Immuneering has reported 94% overall survival (OS) at six months in first-line pancreatic cancer, emboldening the biotech to start planning a pivotal trial to support accelerated approval of its MEK inhibitor.
The data come from a phase 2a trial that tested atebimetinib in 34 patients. Participants received the MEK inhibitor with a modified form of the gemcitabine–nab-paclitaxel chemotherapy combination that is currently used to treat pancreatic cancer.
Lacking a control arm, Immuneering compared its survival data to a 2013 paper on the effectiveness of a full dose and schedule of the chemotherapy combination. The earlier trial found 67% of patients on the chemotherapy combination were alive after six months. The median OS was 8.5 months.
Immuneering’s trial is yet to reach median OS. Discussing the data on a call with investors, Immuneering CEO Ben Zeskind, Ph.D., gave a bullish assessment of the likelihood of survival rates staying high as the data mature.
“The vast majority of tumors are continuing to shrink,” Zeskind said. “This is not, we believe, the picture of a group of patients that are about to have, frankly, either progression events or ultimately survival events. We believe this is a picture of patients that are likely to continue to have excellent durability.”
Progression-free survival (PFS) was 72% on atebimetinib after six months versus 44% in the historical chemotherapy trial. Immuneering's trial was yet to reach the median PFS duration as of the data cutoff. The overall response rate was 39% compared with 23% in the historical control.
Durability and tolerability are the two pillars of Immuneering’s positioning for atebimetinib. Immuneering sees “a dramatic difference between [its] drug and the other things that are out there for the map kinase pathway” in terms of tolerability, Zeskind said.
For adverse events, an Immuneering presentation offered a comparison between the atebimetinib study and three pancreatic cancer pivotal trials for other drugs. Grade 3 or worse anemia was more common in the atebimetinib study than in those trials, but other adverse events were rarer.
Immuneering has identified the frequency of rashes, nausea, vomiting and diarrhea as areas in which its molecule may have advantages over other drugs that act on the map kinase pathway.
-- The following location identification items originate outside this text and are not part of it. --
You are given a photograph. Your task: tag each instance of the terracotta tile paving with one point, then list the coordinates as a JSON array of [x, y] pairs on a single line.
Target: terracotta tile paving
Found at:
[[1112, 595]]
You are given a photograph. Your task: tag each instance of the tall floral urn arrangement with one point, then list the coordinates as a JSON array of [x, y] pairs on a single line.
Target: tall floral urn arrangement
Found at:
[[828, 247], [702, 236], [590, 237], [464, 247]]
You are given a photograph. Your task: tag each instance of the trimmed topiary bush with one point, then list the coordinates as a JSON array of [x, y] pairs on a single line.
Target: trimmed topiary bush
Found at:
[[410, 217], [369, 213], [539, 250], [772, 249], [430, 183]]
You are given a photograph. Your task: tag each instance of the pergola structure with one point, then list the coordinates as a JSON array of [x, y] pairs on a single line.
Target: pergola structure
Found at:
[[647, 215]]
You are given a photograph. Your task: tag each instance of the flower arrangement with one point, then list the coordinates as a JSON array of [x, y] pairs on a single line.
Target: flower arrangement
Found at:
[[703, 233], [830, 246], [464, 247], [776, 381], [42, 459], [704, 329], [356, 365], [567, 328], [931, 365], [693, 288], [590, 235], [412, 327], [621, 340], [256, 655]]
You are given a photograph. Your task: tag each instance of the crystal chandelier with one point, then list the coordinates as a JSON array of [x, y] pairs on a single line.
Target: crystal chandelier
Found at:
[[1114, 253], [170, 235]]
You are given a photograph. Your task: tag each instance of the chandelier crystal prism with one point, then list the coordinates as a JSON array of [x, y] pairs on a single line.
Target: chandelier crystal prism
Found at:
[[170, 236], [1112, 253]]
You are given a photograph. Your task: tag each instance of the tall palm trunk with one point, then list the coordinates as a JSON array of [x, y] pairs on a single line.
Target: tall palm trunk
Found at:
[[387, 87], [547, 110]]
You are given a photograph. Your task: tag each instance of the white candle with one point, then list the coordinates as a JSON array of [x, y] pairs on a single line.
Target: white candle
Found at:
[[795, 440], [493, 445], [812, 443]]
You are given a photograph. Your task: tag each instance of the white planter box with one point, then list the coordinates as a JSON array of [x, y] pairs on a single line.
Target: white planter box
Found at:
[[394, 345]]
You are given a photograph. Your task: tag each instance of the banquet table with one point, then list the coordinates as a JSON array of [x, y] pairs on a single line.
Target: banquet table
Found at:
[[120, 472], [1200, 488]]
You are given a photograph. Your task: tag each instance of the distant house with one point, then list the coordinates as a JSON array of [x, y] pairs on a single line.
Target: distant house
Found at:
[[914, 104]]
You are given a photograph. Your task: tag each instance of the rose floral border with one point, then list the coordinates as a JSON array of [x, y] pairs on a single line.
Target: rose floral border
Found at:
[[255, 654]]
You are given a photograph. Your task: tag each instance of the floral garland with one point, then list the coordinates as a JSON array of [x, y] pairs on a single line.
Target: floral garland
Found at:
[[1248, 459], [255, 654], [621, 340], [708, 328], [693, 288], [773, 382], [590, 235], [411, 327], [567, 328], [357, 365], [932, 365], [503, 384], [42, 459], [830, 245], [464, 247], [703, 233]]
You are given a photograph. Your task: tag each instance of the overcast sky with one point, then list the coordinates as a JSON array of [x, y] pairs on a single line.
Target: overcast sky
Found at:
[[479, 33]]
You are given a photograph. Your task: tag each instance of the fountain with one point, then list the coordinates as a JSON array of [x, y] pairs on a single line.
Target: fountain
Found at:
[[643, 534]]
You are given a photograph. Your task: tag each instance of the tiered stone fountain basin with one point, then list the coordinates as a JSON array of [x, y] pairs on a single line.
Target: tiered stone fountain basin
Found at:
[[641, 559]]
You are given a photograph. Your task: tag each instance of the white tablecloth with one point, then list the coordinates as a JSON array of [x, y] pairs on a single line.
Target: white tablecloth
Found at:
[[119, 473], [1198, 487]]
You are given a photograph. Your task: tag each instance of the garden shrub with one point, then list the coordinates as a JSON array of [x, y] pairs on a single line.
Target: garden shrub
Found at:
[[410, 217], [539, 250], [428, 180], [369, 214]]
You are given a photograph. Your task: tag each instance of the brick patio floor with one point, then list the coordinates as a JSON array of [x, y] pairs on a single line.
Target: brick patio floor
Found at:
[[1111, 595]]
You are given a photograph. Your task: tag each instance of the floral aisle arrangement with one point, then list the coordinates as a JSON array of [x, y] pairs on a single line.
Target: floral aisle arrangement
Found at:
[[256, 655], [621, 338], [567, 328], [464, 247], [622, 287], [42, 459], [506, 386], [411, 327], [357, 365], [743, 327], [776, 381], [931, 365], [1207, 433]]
One patient in the atebimetinib trial had grade 3 or worse vomiting. Nobody had grade 3 or worse diarrhea or nausea.
An analyst asked Zeskind how the atebimetinib data compare to the evidence for other drug candidates, including Revolution Medicines’ daraxonrasib. Zeskind said Revolution’s data are in second-line patients, adding that other companies have yet to show they can combine their molecules with chemotherapy. Even if rivals do present strong data, Zeskind believes Immuneering can still lead in the first-line space.
“If this continues to play out as it is, it really doesn't matter what else is out there. You really can't get much better than this. No one is going to be able to beat this if it continues as it is,” Zeskind said. “In the best-case scenario where you have multiple treatments, that all keep almost every pancreatic cancer patient alive ... it would come down to tolerability.”
Investors are unconvinced. The stock opened down 6% at $2.22. Immuneering has a market cap below $100 million and ended March with $35.9 million. The biotech said last month that its cash reserves will fund operations into next year.